Map of the Columbia River Littoral Cell showing validation sites where beach profile surveys have been conducted
The Columbia River Littoral Cell (CRLC). (a) Map of the CRLC showing validation sites where beach profile surveys (white dots) have been conducted. The labels of some of the transects at the edge of each subcell are displayed. The red line in this panel shows the extent of the areas where satellite-derived coastal change monitoring is conducted for the 1984–2021 period using the presented SDS method. The colored squares show sections of the (b) Long Beach (red), (c) Grayland Plains (blue) and (d) North Beach (green) subcells.

In the study, a team of scientists from the Université de Toulouse, Oregon State University, Washington State Department of Ecology, and USGS focused on the mesotidal, high wave-energy, and dissipative sandy beaches of the Columbia River Littoral Cell (CRLC) in the Pacific Northwest. Their objective was to assess the accuracy of satellite-derived shoreline positions by comparing them to field observations.

The findings of the study, published in Cambridge Prisms: Coastal Futures, represent a significant breakthrough. By removing outliers and correcting satellite-derived waterline data for tides and wave runup, the researchers achieved a strong agreement between satellite-derived and field-observed shoreline positions along the CRLC. Notably, even the removal of outliers alone proved sufficient to extract accurate shoreline change trends.
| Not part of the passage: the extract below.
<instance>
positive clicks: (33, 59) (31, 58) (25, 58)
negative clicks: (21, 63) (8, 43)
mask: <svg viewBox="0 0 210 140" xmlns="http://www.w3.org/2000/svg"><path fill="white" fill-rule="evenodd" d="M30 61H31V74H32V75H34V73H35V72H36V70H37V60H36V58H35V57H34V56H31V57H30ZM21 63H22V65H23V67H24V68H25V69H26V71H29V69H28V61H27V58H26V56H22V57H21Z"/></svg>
The research highlights the transition from data scarcity to data abundance in coastal monitoring, made possible by advancements in satellite remote-sensing techniques. These data will provide invaluable insights into historical trends and patterns, empowering coastal communities, policymakers, and planners to devise proactive strategies for the prevention of—and adaptation to—potential future coastal hazards.